What type of steel are gears commonly made from?

[Matt Adams]

I've been trying to hunt all over the place to find out what sort of steel that boston gear, martin, or SDP makes their gears out of. I'm trying to perform some calculations on gear teeth strength, and I'm looking to find the yield strength for the steels that are commonly used.

I've assumed thus far that 40 KSI is probably a conservative estimate, but I'm pretty sure I've heard that the yield strength on gears could be even twice or three times that. I've also heard that you don't want to assume that sort of strength with gears in calculations, and want to use half or even a third of the true yield strength?
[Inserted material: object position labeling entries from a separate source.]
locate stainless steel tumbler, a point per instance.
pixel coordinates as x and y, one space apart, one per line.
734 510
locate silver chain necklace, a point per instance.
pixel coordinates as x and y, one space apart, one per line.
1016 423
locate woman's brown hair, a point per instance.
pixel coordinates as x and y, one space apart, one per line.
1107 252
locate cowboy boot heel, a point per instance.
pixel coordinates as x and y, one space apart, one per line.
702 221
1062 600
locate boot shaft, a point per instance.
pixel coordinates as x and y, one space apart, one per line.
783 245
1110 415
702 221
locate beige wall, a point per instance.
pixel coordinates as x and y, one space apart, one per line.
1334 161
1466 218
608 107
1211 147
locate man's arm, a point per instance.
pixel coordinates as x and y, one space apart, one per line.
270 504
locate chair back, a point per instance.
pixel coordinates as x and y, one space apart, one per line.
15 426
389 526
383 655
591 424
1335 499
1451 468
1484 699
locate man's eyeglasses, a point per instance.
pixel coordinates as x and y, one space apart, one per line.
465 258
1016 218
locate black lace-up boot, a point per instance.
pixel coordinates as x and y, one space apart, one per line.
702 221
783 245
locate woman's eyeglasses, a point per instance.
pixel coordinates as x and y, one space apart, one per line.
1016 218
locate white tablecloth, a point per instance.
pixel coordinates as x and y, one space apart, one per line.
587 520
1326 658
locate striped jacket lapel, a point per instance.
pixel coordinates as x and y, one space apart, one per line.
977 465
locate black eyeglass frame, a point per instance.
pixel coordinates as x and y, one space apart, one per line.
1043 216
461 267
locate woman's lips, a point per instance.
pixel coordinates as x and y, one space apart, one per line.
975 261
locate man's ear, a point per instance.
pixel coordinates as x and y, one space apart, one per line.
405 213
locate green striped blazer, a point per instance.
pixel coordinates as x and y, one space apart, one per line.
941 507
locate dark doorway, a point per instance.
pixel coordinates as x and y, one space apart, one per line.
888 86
Any thoughts? Even just dropping a few materials would be fine- I'm aware of http://www.matweb.com

Thanks!

Matt

[Andrew]

Quote:

Originally Posted by Matt Adams

I've been trying to hunt all over the place to find out what sort of steel that boston gear, martin, or SDP makes their gears out of. I'm trying to perform some calculations on gear teeth strength, and I'm looking to find the yield strength for the steels that are commonly used.

I've assumed thus far that 40 KSI is probably a conservative estimate, but I'm pretty sure I've heard that the yield strength on gears could be even twice or three times that. I've also heard that you don't want to assume that sort of strength with gears in calculations, and want to use half or even a third of the true yield strength?

Any thoughts? Even just dropping a few materials would be fine- I'm aware of http://www.matweb.com

Thanks!

Matt

When I last needed gear material information from Boston, I just emailed them and they responded with the type of material and basic specs. I asked about their brass, so I cannot give you the numbers for their steel.

In my experience, yield strength is not a reliable number. It can depend on how the material has been worked. In fact, when the gear is made, it will be worked and therefore the yield point will vary.

Therefore, in calculations, you probably want to use the yield strength as a minimum guaranteed number. This is why you would pick a lower number than that quoted for the material. In other words, if yield strength varied +- 10%, you would want to choose the -10% value for failure calculations.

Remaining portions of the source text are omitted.